En los primeros días de agosto de 1914, los nacionalismos ejercieron una fascinación que, combinada con un vitalismo heterogéneo, propició la aparición de una mezcla de valores que acabó por configurar un enfrentamiento entre unas “culturas de guerra” irreconciliables. La fuerza de estos nacionalismos fue tal que uno de los intelectuales-símbolo del pacifismo de entreguerras, Stefan Zweig, sucumbió ante ella y, dirigiéndose a sus colegas franceses y belgas, escribió pocos días después del estallido del conflicto: “Ya no somos los mismos de antes de esta guerra, y entre nuestros sentimientos se interpone el destino de nuestra patria”. Los años de la guerra de Thomas Mann, otro de los símbolos de la oposición al nazismo, estuvieron dominados por una abierta e irreconciliable lucha contra la zivilisation francesa que quedó expresada en sus Consideraciones de un apolítico, publicado poco después del conflicto. La oposición entre culturas nacionales fue tal que en Francia las lecturas patrióticas de Victor Hugo, Péguy o Daudet florecieron en todos los teatros del país. También la música alemana, en particular la de Wagner, llegó a ser prohibida en los auditorios franceses. En este marco, la solitaria voz de Romain Rolland y sus reivindicaciones de una cultura europea común recibieron duras denuncias al ser consideradas antipatrióticas. Su exilio voluntario en Ginebra le salvó de la prisión francesa y en los años de posguerra se acabó convirtiendo en el emblema del intelectual disidente, pacifista y europeísta que hoy parece repentinamente acorralado.
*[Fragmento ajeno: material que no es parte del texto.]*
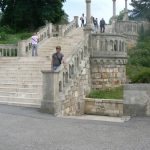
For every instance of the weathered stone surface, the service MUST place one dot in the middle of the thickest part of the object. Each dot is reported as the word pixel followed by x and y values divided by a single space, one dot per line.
pixel 103 107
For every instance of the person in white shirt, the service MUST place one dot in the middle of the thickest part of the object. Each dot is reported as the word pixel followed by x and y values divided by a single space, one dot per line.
pixel 34 44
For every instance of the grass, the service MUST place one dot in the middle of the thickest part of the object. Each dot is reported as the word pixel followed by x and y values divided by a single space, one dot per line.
pixel 115 93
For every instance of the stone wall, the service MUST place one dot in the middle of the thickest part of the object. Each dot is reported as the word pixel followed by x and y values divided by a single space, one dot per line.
pixel 108 60
pixel 137 100
pixel 64 89
pixel 103 107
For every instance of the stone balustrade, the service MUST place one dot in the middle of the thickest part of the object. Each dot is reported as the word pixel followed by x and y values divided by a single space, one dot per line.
pixel 108 45
pixel 25 46
pixel 8 50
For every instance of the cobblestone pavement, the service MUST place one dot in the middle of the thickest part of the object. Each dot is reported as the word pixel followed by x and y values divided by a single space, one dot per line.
pixel 28 129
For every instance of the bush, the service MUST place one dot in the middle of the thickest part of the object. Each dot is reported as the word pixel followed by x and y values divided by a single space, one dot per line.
pixel 3 36
pixel 25 35
pixel 7 30
pixel 142 77
pixel 114 93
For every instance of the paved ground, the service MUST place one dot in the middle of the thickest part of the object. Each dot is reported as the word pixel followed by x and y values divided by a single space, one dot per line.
pixel 28 129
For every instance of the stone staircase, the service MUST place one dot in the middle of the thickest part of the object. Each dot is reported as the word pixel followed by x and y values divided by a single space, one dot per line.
pixel 21 77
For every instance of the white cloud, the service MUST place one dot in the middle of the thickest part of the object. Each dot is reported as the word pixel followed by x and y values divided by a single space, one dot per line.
pixel 99 8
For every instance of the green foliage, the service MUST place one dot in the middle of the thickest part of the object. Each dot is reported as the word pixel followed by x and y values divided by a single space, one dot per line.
pixel 30 14
pixel 6 29
pixel 141 9
pixel 115 93
pixel 13 38
pixel 142 77
pixel 120 16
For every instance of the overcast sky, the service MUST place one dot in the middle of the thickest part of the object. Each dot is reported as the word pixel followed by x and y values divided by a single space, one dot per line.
pixel 99 8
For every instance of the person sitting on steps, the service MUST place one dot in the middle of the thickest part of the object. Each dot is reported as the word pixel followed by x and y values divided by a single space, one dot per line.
pixel 57 58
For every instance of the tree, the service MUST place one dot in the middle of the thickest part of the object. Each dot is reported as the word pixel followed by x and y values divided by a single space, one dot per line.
pixel 141 9
pixel 30 14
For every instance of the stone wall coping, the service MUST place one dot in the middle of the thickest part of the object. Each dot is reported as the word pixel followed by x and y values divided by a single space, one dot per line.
pixel 137 86
pixel 109 34
pixel 119 101
pixel 49 71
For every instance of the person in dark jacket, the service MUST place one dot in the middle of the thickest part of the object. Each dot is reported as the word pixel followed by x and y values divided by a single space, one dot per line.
pixel 102 25
pixel 57 58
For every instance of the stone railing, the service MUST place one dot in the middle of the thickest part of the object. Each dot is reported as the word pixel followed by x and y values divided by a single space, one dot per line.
pixel 8 50
pixel 63 30
pixel 108 45
pixel 25 46
pixel 64 89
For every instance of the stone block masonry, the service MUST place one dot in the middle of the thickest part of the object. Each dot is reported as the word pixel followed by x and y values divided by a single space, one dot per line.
pixel 108 60
pixel 103 107
pixel 137 100
pixel 105 75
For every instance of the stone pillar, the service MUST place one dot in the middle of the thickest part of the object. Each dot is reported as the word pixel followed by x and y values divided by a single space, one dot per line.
pixel 114 8
pixel 50 92
pixel 76 20
pixel 88 13
pixel 126 11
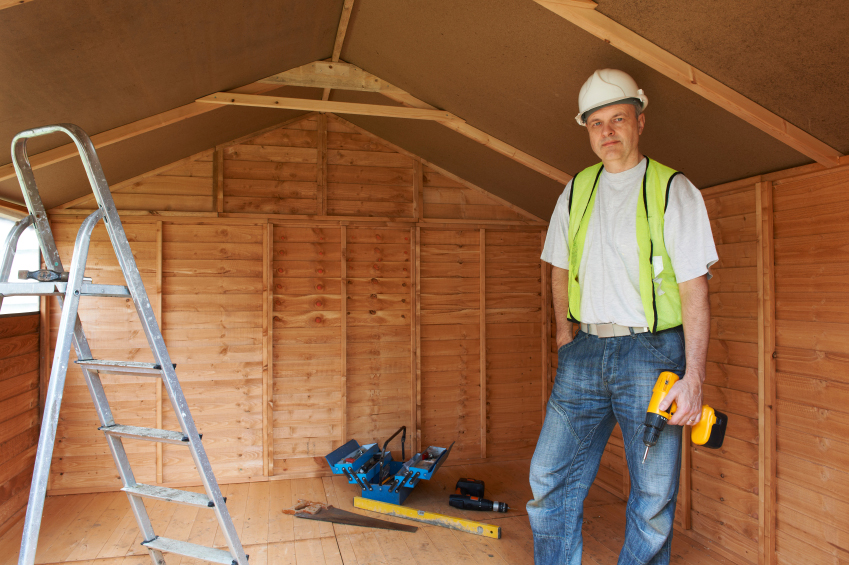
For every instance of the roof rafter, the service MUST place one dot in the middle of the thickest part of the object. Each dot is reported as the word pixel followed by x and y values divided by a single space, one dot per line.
pixel 344 76
pixel 127 131
pixel 340 38
pixel 686 75
pixel 309 105
pixel 11 3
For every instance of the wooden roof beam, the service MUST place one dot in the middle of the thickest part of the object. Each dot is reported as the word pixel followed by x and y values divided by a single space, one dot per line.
pixel 127 131
pixel 686 75
pixel 232 99
pixel 340 38
pixel 11 3
pixel 344 76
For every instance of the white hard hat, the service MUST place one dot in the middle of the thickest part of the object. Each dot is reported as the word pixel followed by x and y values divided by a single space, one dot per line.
pixel 605 87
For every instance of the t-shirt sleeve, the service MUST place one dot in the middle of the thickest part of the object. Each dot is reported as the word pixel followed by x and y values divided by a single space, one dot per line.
pixel 687 233
pixel 556 248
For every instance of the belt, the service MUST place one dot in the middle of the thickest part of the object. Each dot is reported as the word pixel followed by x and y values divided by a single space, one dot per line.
pixel 611 330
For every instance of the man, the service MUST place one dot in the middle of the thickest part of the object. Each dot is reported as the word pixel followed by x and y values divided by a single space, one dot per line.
pixel 630 246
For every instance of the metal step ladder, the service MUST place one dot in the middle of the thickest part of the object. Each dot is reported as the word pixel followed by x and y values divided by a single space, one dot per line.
pixel 69 287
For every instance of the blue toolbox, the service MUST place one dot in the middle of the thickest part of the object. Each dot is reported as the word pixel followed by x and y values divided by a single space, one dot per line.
pixel 378 474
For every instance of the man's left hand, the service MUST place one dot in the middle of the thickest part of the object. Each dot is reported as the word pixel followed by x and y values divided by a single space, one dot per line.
pixel 687 394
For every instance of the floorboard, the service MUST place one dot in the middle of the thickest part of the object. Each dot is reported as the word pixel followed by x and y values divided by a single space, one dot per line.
pixel 99 529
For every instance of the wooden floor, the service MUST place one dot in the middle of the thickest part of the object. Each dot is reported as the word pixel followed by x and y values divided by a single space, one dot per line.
pixel 99 529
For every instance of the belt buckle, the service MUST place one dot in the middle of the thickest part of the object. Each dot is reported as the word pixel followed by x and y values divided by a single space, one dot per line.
pixel 605 330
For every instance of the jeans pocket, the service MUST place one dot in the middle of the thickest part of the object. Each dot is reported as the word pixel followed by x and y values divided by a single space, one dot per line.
pixel 580 335
pixel 667 347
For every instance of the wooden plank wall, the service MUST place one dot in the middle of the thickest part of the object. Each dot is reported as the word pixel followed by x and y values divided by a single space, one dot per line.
pixel 450 321
pixel 811 378
pixel 212 324
pixel 306 360
pixel 19 412
pixel 724 494
pixel 317 284
pixel 515 365
pixel 325 286
pixel 81 457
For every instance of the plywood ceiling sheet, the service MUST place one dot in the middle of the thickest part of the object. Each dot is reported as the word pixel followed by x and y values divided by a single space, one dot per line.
pixel 66 181
pixel 102 63
pixel 787 55
pixel 460 155
pixel 513 69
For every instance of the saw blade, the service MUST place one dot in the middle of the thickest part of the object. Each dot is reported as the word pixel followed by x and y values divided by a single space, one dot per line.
pixel 336 516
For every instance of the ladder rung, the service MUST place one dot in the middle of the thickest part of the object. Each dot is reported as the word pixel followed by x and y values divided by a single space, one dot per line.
pixel 201 500
pixel 190 550
pixel 122 367
pixel 58 289
pixel 146 434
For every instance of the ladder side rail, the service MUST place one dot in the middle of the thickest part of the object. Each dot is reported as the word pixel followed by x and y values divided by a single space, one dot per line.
pixel 26 179
pixel 53 402
pixel 52 260
pixel 11 248
pixel 118 237
pixel 140 299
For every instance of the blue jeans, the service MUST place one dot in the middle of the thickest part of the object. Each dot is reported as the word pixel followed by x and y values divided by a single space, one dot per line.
pixel 602 381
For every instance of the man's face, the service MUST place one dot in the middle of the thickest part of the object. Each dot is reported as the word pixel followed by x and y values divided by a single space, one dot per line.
pixel 615 135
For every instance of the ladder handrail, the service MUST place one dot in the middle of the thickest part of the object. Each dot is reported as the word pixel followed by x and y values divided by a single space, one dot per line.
pixel 11 246
pixel 108 211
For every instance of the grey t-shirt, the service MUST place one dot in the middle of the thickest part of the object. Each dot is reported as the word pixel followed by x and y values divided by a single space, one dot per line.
pixel 609 271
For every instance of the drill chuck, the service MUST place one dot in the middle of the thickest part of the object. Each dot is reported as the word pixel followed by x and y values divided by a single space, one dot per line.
pixel 469 502
pixel 654 425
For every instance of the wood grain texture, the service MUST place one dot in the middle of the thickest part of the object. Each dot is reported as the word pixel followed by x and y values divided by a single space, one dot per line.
pixel 19 412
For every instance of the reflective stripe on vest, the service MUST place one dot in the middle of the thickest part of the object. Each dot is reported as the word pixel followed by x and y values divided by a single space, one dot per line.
pixel 658 286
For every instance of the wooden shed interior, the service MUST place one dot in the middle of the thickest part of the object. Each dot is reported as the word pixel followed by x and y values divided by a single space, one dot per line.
pixel 338 209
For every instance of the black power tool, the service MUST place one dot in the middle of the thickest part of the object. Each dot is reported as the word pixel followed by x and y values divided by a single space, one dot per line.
pixel 469 496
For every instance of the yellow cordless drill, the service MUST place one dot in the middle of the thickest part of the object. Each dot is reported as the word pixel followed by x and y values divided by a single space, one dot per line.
pixel 709 432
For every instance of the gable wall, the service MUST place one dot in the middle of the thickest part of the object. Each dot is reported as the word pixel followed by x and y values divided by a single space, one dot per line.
pixel 19 412
pixel 314 284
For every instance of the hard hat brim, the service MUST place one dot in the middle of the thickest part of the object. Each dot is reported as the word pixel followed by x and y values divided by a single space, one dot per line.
pixel 644 101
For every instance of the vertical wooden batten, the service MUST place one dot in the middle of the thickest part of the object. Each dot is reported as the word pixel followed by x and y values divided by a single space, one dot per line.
pixel 414 345
pixel 157 308
pixel 267 394
pixel 417 397
pixel 766 375
pixel 483 340
pixel 44 358
pixel 343 333
pixel 321 168
pixel 218 180
pixel 418 183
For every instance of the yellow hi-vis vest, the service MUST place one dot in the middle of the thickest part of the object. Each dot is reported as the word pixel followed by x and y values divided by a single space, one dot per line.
pixel 658 286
Desde el inicio de la ofensiva rusa sobre Ucrania se ha multiplicado la presión sobre los principales referentes culturales rusos. Algunos directores de orquesta, como Semion Bychkov y Vladímir Jurowski, condenaron con rapidez la política de Putin. Una de las voces más destacadas ha sido la Elena Kovalskaya, directora del Teatro Meyerhold de Moscú, financiado por el Estado ruso, quien dejó su cargo en rechazo a la invasión de Ucrania. También fue significativa la posición del director del Teatro Bolshói, quien tras firmar en marzo de 2014 un texto de apoyo a la anexión de Crimea, ha pedido públicamente el fin de la guerra. Dichas posiciones, es importante recordarlo, implicaban un gran riesgo: el Departamento de Cultura de Moscú había señalado que cualquier comentario negativo a la guerra sería considerado traición a la patria.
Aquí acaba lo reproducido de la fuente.